Semi Desert
Best know for its lush, green Mediterranean coastal areas and higher snow covered slopes Lebanon also has semi desert habitat in the northern Bekaa region. Near Hermel the rainfall is only 250 mm per year compared to over 800mm on the coast. The reason for the difference is the high mountains of the Mount Lebanon range, which capture much of the rainfall before it can reach the Bekaa plain. Literally the region is in the “rain shadow” of Qornet es Sauda.
With low rainfall fewer plants can grow and those that do are specialised to live in a dry environment.
As well as large areas of bare rock and thin soil there are scattered, low-growing shrubs, interspersed with a thin cover of annual and perennials flowers. Very common is the spiny low shrub Thorny Burnet Sarcopoterium spinosum, which also occurs elsewhere in the country. Other plants include Artemisia, Haloxylon, Salsola, Achillea, and Scorzonera.
The habitat is much more common in surrounding countries and is, in fact, a direct extension of the Syrian Desert via the Homs depression.
You might expect the area to be devoid of life and not worth a visit – but you would be wrong! Although deserts and semi deserts, have little production by plants due to the lack of water, and therefore low levels of insects and other animals – what they do have is special. Many species are adapted to this harsh habitat and a visit can be rewarded with some special sightings. This is particularly true of birds.

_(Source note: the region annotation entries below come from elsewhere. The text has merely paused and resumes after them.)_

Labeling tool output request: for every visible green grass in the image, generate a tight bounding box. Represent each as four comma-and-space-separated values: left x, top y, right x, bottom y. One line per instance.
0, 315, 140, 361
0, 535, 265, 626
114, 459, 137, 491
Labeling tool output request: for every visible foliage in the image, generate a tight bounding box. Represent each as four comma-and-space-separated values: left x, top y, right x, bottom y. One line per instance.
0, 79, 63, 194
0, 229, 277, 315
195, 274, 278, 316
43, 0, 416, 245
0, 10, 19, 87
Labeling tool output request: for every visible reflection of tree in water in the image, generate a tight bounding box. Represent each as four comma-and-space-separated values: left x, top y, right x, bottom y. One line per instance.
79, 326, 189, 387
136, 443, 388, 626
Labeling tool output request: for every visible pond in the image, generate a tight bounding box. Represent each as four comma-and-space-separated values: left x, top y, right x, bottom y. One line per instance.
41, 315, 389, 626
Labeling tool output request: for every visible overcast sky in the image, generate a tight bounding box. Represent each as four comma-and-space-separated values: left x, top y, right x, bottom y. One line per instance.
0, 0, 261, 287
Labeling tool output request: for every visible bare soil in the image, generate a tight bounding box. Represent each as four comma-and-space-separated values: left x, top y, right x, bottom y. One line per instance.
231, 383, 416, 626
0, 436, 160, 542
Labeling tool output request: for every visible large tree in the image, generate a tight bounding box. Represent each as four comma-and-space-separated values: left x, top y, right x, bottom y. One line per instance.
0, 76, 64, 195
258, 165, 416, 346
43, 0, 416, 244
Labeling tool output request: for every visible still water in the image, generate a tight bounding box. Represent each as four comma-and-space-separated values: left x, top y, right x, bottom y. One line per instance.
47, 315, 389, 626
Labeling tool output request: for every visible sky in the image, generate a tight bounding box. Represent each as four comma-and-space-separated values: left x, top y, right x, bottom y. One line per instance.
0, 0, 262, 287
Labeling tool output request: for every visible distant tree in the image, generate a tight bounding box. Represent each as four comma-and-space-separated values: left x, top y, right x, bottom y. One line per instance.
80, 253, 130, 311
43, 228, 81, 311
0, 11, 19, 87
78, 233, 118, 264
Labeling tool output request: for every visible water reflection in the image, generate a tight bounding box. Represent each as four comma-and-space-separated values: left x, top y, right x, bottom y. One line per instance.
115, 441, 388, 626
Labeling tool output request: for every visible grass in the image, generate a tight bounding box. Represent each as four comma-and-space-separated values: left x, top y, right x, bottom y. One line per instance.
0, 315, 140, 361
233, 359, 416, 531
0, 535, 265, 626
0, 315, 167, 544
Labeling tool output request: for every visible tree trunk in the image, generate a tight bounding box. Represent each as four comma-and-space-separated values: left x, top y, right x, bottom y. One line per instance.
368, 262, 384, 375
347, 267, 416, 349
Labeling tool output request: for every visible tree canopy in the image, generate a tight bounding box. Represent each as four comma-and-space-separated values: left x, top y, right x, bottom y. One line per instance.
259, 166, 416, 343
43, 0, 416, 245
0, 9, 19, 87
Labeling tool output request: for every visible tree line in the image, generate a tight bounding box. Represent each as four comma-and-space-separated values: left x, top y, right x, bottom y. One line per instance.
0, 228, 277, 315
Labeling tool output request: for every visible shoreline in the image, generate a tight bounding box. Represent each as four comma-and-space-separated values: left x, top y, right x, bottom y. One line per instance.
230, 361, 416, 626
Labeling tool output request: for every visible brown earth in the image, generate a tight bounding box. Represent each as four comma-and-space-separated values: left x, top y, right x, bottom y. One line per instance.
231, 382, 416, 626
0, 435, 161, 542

The following species are found only in this habitat in Lebanon: Cream-coloured Courser Cursorius cursor top right, Bar-tailed Lark Ammomanes cincture middle right, Desert Lark Ammomanes deserti, Temminck’s Lark Eremophila bilopha bottom right, Scrub Warbler Scotocerca inquieta below right and Mourning Wheatear Oenanthe lugens below left.

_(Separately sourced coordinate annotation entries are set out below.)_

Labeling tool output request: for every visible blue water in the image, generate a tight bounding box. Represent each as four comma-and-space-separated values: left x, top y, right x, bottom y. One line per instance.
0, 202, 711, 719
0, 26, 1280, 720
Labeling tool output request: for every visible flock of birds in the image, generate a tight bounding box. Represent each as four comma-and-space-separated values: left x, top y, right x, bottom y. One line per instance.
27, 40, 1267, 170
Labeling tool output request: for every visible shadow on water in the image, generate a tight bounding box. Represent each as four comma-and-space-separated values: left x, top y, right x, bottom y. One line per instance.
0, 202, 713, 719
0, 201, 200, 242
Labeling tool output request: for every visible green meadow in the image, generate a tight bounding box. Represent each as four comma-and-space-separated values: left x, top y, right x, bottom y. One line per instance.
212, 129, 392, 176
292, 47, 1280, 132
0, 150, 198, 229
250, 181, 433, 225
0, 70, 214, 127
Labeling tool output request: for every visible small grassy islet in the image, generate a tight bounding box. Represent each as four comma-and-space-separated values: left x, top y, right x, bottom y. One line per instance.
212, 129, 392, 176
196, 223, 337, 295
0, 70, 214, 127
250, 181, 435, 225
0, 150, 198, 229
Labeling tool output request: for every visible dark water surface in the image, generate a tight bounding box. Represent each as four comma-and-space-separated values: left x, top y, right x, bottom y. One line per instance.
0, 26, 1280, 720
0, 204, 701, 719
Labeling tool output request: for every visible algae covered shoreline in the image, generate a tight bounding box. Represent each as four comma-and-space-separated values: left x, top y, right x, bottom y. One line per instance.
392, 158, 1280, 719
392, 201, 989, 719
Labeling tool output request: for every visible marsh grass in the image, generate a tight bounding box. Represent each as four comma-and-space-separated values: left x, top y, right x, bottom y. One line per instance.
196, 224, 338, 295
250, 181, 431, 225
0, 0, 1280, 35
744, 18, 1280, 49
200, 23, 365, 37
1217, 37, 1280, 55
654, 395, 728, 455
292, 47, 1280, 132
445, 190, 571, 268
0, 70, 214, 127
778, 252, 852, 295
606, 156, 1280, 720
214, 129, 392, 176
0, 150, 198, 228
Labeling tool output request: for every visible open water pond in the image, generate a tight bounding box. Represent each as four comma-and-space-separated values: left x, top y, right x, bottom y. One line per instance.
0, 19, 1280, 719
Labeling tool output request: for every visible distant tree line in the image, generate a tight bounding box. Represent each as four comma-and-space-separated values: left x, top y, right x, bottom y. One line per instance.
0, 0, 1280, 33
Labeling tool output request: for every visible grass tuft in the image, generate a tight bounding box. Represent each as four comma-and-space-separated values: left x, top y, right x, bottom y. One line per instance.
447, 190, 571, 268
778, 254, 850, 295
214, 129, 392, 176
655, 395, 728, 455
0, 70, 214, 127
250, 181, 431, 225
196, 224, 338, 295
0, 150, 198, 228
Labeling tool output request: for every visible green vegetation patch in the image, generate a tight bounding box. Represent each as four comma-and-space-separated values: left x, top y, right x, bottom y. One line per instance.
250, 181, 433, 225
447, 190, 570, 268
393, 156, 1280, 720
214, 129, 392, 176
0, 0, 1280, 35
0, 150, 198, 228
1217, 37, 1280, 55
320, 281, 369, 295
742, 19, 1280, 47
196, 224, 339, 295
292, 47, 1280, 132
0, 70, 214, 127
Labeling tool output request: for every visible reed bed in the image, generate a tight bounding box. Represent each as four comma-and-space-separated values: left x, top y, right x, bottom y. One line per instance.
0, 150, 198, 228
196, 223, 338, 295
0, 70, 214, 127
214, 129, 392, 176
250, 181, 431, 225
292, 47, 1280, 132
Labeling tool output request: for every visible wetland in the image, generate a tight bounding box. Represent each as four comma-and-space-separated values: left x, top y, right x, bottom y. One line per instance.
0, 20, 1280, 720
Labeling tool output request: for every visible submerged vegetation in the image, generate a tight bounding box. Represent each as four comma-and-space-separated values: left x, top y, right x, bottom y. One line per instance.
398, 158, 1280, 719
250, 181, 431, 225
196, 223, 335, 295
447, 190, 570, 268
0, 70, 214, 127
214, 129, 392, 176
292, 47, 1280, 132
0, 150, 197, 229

As can be seen from the birds above most desert birds are coloured like the sand and rock around them. Not the Mourning Wheatear, however, which with its black & white plumage and habit of sitting on thorn bushes makes it quite conspicuous.
It is not just birds that live here –there are many snakes and lizards, such as this Agama lizard (Laudakia stellio) right. Reptiles do well in deserts as they need far less food than an equivalent sized mammal. They do not have to maintain such a strict body temperature as warm blooded or “endothermic” animals and can use behavioural means to war, up or cool down. (See Reptiles.)
Deserts and semi deserts have few people, as agriculture is only possible with irrigation. With low human population carnivores such as the Jackal, left, can exist unmolested.